Los otros personajes que dramatizan el relato son el poderoso banquero Hamilton Crassus III (Jon Voight), cuyo nombre emula al cónsul romano Craso, integrante del primer triunvirato. Se trata de un magnate con no demasiado escrúpulos que representa el statu quo del gran capital. Este hombre, que es un anciano, interactúa con la perversa y no menos seductora Platinium (Aubrey Plaza) y con Clodio Pulcher (Shia LaBeouf), heredero impuro de Crassus, un joven traicionero y casi más inescrupuloso que su padre.

Uno de los temas sin dudas vertebrales de esta narración por momentos excesivamente sobrecargada y hasta caótica, se registra cuando uno de los protagonistas, concretamente César Catilina, que es el innovador, ensaya una suerte de paso de baile en el borde de la cornisa de un edificio. Obviamente, el espectador imagina que se va a lanzar al vacío. Sin embargo, el hombre, como si tuviera autoridad sobre las coordenadas de la temporalidad, ordena al tiempo que se detenga.

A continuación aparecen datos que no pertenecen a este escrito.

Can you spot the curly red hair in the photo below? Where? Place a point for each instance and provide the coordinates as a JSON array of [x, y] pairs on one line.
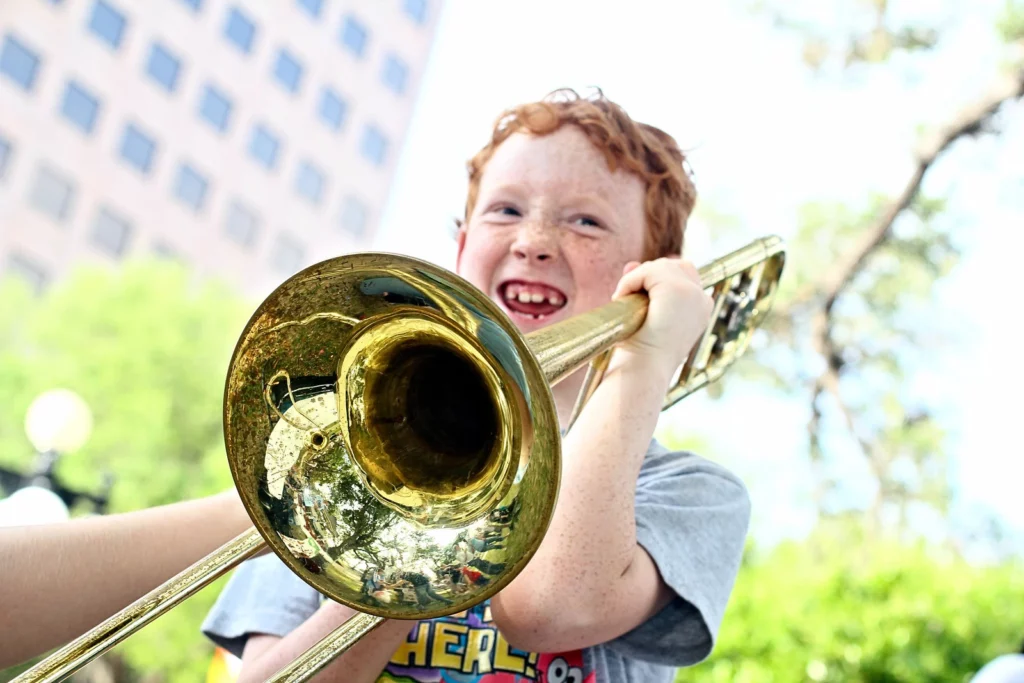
[[641, 148]]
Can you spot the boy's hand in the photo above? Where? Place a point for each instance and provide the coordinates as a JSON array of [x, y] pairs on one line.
[[678, 312]]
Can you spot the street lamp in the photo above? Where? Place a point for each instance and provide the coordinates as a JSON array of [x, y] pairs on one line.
[[58, 422]]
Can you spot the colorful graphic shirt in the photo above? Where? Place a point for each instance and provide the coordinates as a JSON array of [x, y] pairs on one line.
[[467, 648]]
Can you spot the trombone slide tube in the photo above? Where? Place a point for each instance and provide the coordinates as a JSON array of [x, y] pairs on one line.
[[87, 647]]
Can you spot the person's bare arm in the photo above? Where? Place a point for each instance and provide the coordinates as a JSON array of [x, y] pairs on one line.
[[58, 581], [266, 654]]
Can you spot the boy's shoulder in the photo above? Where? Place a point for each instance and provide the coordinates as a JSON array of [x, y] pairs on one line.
[[662, 463]]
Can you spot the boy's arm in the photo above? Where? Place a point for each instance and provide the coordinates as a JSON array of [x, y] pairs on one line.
[[590, 581], [61, 580], [265, 654]]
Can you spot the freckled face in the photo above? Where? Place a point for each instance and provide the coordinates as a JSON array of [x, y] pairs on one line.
[[552, 227]]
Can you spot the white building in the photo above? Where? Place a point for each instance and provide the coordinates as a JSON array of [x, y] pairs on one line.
[[247, 138]]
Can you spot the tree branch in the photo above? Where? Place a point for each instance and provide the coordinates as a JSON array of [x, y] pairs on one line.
[[969, 121]]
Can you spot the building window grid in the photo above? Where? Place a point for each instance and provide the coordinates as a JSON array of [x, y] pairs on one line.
[[6, 153], [309, 182], [108, 24], [394, 74], [18, 62], [374, 145], [28, 269], [417, 10], [312, 7], [215, 108], [354, 36], [264, 146], [111, 232], [80, 107], [163, 67], [333, 109], [242, 224], [190, 187], [240, 30], [288, 254], [137, 148], [288, 71], [354, 216], [52, 194]]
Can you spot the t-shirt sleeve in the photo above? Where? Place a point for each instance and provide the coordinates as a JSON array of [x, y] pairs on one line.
[[263, 596], [692, 517]]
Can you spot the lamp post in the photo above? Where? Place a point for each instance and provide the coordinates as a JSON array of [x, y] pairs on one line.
[[58, 422]]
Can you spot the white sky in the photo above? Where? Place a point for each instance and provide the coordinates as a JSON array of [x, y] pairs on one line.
[[765, 137]]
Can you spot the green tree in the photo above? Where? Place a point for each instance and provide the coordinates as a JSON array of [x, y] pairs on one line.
[[147, 348], [856, 309], [849, 609]]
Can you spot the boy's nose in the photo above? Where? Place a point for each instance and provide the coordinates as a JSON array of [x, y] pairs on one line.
[[534, 243]]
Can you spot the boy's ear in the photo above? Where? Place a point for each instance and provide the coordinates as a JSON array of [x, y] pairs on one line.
[[460, 240]]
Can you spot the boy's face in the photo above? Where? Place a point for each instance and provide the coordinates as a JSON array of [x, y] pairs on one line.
[[552, 227]]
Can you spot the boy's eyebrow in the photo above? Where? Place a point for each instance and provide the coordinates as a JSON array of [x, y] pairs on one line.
[[596, 201]]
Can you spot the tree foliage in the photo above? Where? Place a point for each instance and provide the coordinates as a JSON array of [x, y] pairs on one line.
[[847, 609]]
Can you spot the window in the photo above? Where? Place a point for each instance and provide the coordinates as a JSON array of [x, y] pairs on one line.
[[111, 232], [353, 216], [165, 251], [18, 62], [309, 182], [240, 30], [215, 108], [417, 9], [288, 71], [374, 145], [137, 148], [264, 146], [394, 74], [79, 107], [52, 194], [190, 187], [312, 6], [242, 224], [353, 36], [32, 272], [163, 67], [332, 109], [287, 255], [5, 154], [108, 24]]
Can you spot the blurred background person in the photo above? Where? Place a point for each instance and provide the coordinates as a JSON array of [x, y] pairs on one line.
[[163, 169]]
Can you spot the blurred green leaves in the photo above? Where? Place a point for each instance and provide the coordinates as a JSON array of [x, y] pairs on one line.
[[147, 347], [1011, 22], [845, 609]]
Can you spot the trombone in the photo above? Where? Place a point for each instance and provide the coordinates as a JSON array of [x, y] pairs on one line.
[[383, 418]]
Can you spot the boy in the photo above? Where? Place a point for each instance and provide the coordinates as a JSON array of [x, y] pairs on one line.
[[570, 204]]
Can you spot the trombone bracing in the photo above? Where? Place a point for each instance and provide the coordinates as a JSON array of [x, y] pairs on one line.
[[386, 424]]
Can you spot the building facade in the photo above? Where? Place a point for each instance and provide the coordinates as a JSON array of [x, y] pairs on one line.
[[247, 138]]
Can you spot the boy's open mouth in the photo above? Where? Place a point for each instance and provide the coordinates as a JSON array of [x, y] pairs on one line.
[[531, 299]]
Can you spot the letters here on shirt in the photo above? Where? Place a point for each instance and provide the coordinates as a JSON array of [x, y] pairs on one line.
[[468, 648]]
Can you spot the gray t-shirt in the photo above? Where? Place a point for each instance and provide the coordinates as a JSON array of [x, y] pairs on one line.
[[691, 517]]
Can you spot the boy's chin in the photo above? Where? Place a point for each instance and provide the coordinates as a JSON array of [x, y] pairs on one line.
[[527, 324]]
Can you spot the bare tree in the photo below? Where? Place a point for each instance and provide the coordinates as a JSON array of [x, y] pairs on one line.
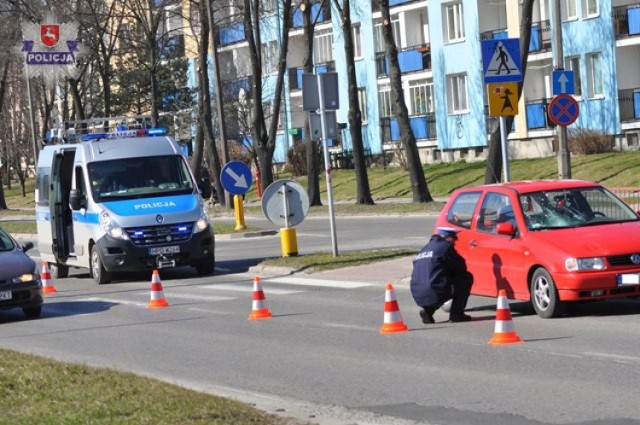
[[265, 139], [313, 159], [494, 156], [363, 192], [416, 173]]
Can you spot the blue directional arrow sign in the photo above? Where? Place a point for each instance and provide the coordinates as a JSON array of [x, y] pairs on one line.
[[236, 177], [563, 82], [501, 60]]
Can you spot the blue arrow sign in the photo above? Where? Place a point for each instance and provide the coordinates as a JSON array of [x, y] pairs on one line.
[[501, 60], [563, 82], [236, 177]]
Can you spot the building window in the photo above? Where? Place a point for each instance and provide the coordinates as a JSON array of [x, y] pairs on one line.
[[323, 47], [594, 75], [457, 93], [590, 8], [194, 18], [362, 102], [379, 38], [573, 64], [421, 97], [454, 22], [568, 11], [384, 101], [270, 57], [357, 42]]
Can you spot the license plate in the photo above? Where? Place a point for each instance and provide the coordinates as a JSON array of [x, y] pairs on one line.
[[164, 250], [628, 279]]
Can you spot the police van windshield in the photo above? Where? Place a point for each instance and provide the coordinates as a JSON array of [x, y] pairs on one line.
[[145, 177]]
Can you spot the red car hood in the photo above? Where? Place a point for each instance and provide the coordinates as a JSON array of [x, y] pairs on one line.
[[593, 241]]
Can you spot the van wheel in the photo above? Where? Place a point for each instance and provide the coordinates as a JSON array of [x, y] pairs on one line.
[[98, 272], [32, 312], [206, 267], [544, 295], [58, 271]]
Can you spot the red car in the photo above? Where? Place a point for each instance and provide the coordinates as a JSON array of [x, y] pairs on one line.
[[549, 242]]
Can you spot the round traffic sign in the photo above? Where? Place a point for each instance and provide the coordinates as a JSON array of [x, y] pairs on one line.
[[285, 203], [563, 110], [235, 177]]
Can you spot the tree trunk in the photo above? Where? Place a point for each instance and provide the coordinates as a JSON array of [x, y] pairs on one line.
[[313, 165], [204, 107], [494, 156], [363, 192], [416, 172]]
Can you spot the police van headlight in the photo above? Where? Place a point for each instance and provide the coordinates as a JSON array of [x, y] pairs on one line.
[[112, 228], [202, 223]]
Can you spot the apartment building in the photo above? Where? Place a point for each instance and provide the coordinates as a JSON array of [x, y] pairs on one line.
[[439, 52]]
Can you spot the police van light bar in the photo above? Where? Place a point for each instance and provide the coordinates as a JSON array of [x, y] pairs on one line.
[[126, 133]]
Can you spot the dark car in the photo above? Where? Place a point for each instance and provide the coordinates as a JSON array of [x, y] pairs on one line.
[[20, 284], [550, 242]]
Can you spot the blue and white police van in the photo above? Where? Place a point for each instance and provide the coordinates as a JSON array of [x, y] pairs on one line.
[[121, 201]]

Esa metáfora tiene naturalmente más de una interpretación, en primera instancia relativa al poder o bien a un retroceso en curso reverso tendiente a recuperar la pasada gloria del imperialismo estadounidense, que en este caso tiene un intrínseco vínculo con la grandeza de la antigua Roma que, como todas las civilizaciones de la historia de la humanidad, tuvo su período de auge, luego de decadencia y finalmente de caída y definitiva extinción.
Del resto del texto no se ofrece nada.